Non si chiamava Igor, il latitante fuggitivo ricercato per mesi senza esito dalle forze dell'Ordine nel triangolo Ferrara, Bologna, Rovigo. Lui non è un russo, tanto meno un ex militare dell'Esercito di Putin, come i media volevano maliziosamente far credere.

Si tratta di un serbo, pregiudicato per vari reati, riparato in Italia, arrestato e lasciato dopo poco libero di scorazzare per il nostro paese come decine di migliaia di altri migranti indocumentati. Il fantomatico Igor si è preso gioco di oltre 1000 militari italiani che lo hanno braccato per quasi 3 mesi senza venire a capo di nulla. Ora il serbo — di origini ungheresi — Norbert Feher, che alla stampa igienica nazionale piace tanto chiamare "Igor il russo", è stato finalmente catturato dalla polizia spagnola dopo un conflitto a fuoco a Saragozza in cui ha ucciso altre 3 persone.

Adesso l'Italia chiede la sua estradizione, ma ben difficilmente gli spagnoli lo rimetteranno nelle mani della giustizia italiana che lo aveva lasciato libero e senza controllo, il sistema giudiziario italiano non  promette sufficienti garanzie.  Risulta infatti che, nel 2010,, dopo tre anni di galera per furto, Feher venne portato nel Cie di Bari per essere espulso ma, come accaduto per tanti altri casi, alla fine delle procedure burocratiche lo lasciarono andare con il solo obbligo(teorico) di abbandonare il Paese.

​Non solo. "Igor" (alias Norbert) era riuscito pure a ottenere uno sconto di pena per "buona condotta" che gli aveva ridotto la permanenza dietro le sbarre da 5 anni e 8 mesi a poco più di 4. Grazie al generoso sistema giudiziario italiano ed ai giudici garantisti, il serbo era ritornato libero.

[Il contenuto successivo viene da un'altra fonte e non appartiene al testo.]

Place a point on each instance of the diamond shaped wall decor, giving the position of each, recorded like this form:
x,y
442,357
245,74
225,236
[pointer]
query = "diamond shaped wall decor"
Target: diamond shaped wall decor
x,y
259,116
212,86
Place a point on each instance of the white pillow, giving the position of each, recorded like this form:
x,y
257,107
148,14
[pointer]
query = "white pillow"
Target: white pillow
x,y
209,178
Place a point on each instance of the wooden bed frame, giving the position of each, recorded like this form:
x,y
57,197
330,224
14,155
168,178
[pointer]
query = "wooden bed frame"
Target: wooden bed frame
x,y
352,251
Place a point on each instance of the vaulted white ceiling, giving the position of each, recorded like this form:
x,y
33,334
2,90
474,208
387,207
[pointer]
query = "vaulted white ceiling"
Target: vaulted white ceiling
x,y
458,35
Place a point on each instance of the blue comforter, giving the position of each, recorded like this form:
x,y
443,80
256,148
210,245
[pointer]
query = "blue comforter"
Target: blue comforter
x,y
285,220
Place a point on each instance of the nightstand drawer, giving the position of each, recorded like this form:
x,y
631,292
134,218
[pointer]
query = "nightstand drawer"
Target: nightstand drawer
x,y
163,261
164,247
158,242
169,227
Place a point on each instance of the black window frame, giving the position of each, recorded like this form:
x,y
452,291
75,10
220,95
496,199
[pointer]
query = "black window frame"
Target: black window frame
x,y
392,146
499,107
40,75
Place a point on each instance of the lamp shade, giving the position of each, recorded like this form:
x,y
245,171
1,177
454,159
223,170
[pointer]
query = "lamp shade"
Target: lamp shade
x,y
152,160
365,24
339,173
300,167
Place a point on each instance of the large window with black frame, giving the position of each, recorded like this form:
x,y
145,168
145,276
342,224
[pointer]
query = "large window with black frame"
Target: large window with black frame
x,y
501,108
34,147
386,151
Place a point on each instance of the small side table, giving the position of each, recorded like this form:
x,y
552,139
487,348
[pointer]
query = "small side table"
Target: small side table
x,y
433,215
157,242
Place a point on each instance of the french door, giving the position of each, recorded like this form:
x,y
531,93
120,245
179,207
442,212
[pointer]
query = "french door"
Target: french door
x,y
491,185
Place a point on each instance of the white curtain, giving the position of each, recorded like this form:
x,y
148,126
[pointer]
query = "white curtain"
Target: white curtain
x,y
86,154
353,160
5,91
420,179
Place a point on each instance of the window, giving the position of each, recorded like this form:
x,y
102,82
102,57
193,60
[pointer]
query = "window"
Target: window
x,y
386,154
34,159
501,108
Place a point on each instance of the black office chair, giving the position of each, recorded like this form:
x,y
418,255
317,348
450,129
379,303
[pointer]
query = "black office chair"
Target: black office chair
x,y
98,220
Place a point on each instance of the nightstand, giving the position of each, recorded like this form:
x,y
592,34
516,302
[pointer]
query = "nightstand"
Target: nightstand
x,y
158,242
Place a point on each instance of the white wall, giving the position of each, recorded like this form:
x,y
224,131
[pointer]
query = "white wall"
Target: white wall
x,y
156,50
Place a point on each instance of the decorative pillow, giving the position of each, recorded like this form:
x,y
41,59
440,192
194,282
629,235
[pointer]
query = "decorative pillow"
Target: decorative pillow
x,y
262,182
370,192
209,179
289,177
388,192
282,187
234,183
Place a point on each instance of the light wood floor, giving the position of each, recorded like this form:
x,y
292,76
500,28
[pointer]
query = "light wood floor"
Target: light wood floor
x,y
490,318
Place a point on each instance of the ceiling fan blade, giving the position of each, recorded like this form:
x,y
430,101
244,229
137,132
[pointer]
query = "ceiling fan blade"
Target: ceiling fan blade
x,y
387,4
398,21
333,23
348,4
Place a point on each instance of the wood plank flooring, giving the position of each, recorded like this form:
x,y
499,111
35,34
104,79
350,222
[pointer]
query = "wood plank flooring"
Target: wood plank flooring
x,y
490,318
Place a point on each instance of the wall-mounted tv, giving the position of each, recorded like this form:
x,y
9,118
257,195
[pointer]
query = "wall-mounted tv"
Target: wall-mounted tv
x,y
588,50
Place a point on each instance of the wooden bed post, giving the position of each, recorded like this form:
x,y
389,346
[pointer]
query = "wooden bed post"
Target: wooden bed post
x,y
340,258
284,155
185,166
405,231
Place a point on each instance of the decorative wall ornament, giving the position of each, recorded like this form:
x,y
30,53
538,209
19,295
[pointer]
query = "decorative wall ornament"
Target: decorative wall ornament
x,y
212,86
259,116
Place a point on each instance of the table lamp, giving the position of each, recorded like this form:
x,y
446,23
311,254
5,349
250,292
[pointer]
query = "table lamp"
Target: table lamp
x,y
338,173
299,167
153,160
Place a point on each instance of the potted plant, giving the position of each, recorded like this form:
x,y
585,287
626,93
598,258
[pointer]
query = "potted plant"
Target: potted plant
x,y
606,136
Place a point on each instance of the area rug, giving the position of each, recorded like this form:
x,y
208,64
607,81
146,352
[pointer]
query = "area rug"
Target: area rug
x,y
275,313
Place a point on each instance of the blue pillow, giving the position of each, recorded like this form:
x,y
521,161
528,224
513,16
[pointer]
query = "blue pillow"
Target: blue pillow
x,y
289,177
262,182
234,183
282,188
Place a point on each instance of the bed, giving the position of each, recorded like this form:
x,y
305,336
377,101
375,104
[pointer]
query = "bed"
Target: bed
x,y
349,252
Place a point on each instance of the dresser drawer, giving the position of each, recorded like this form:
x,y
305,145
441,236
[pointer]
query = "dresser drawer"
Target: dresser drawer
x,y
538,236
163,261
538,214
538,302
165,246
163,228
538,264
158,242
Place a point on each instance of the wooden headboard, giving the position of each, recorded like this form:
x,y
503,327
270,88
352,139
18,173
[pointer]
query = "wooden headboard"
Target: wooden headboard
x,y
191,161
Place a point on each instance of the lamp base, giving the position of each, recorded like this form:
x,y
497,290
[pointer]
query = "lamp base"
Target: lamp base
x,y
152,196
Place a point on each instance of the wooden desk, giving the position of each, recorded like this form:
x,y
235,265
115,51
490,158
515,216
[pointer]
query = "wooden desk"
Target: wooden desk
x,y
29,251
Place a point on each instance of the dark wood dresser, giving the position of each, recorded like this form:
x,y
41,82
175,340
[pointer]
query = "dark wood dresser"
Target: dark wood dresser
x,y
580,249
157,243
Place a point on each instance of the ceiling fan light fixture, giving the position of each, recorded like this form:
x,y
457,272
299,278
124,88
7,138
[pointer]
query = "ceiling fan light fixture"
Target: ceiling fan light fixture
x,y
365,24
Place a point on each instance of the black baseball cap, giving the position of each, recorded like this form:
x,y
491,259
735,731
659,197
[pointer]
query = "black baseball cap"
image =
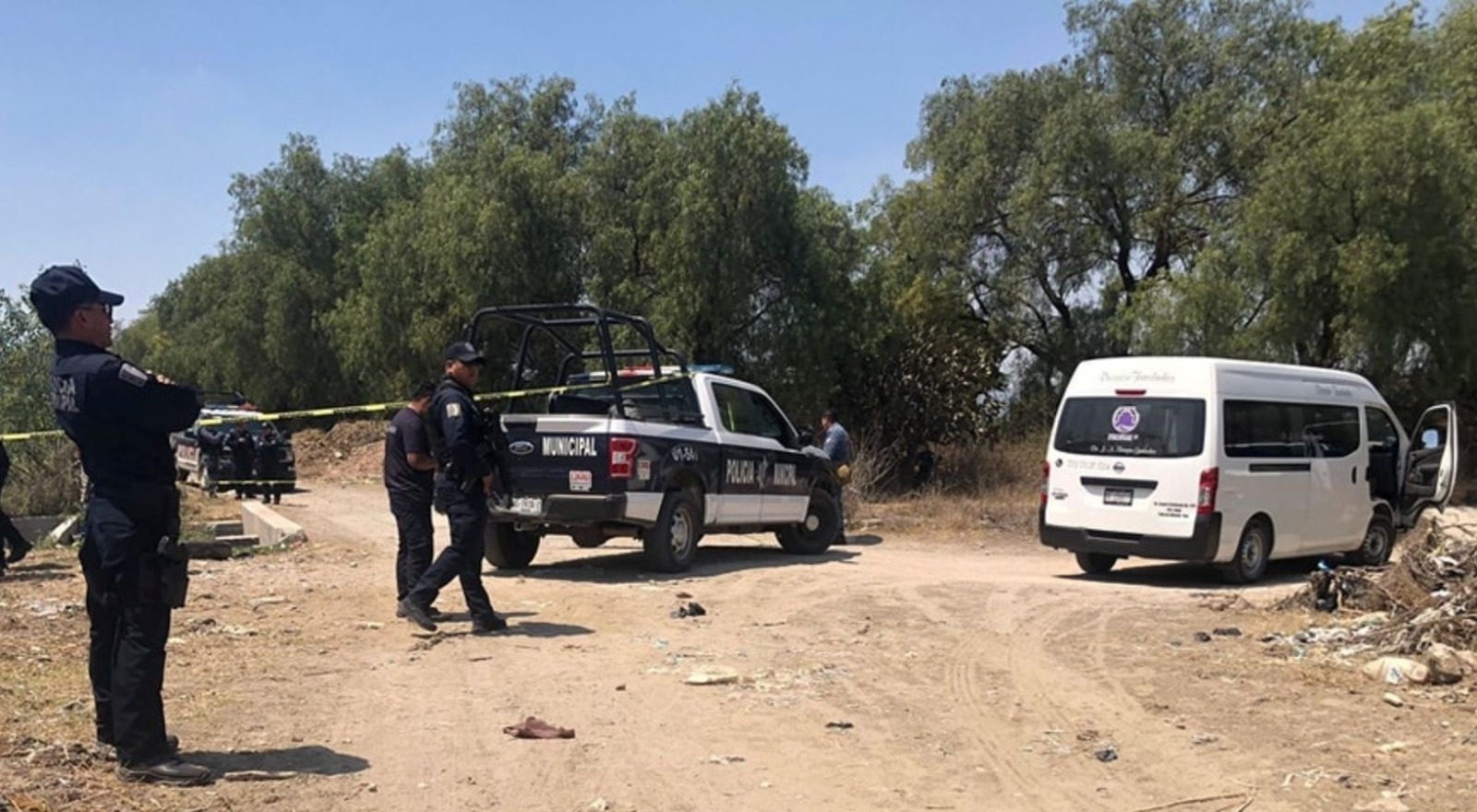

Libero con in tasca l'abituale pezzo di carta o "foglio di via" che vale meno della carta straccia e che consente a migliaia di disperati, pregiudicati e clandestini provenienti da ogni parte del mondo di rimanere liberi in Italia e offrirsi come manovalanza per le bande criminali, quando di non mettersi in proprio.

Esattamente quello che aveva fatto Norbert Feher detto "Igor": lui non aveva aperto una partita IVA ma si era messo in proprio conducendo razzie nelle zone di campagna della bassa emiliana.

Il serbo aveva continuato quindi senza problemi la sua attività di bandito, terrorizzando a lungo la bassa ferrarrese tra il 2015 e il 2017, attività che era culminata con gli assassinii a freddo di Davide Fabbri e Valerio Verri.  Difficile adesso pensare che la giustizia spagnola voglia riconsegnare tale soggetto nelle mani della giustizia italiana che si dimostra incapace di mantenere i delinquenti in galera e che al contrario perseguita chi ha la ventura di difendersi. Quello di Igor (Alias Norbert) è solo un caso esemplare ma quanti saranno i criminali di importazione arrivati con l'ondata migratoria incontrollata? Neanche il ministro Minniti lo può sapere.

Immaginiamo cosa sarebbe accaduto se nella zona di Ferrara si fosse trovato un agricoltore o un commerciante che  avesse sparato al serbo preventivamente per difendersi. Come minimo lo avrebbero incriminato per "eccesso di legittima difesa", in quei casi la giustizia italiana si dimostra efficiente.

Le famiglie delle  vittime spagnole del serbo adesso chiedono giustizia ed esigono che il delinquente sia processato in Spagna e che le autorità di quel paese respingano la richiesta di estradizione.

Forse potrebbe essere lo stesso "Igor" a richiedere di ritornare in Italia per usufruire di un regime carcerario più morbido e magari avrebbe qualche probabilità di beneficiare di altri sconti di pena o di qualche svista di un giudice distratto che eventualmente dimentichi di depositare i motivi del rinvio a giudizio e lo faccia scarcerare per decorrenza dei termini (come accaduto più volte per boss mafiosi e per assassini riconosciuti).

Non sono questi tuttavia i problemi che" turbano" la classe politica al Governo del paese: il vero problema per la sicurezza sono i neofascisti, neonazisti e similari che scorrazzano nelle piazze del paese e che costituiscono il vero pericolo per la sicurezza e per la democrazia. Bisogna crederci, tanto più che lo ha scritto anche la "Repubblica" di Scalfari, in prima pagina qualche giorno fa, e come non credere a cotanto autorevole organo della "stampa igienica" nazionale?

Fonte: controinformazione.info

L'opinione dell'autore può non coincidere con la posizione della redazione.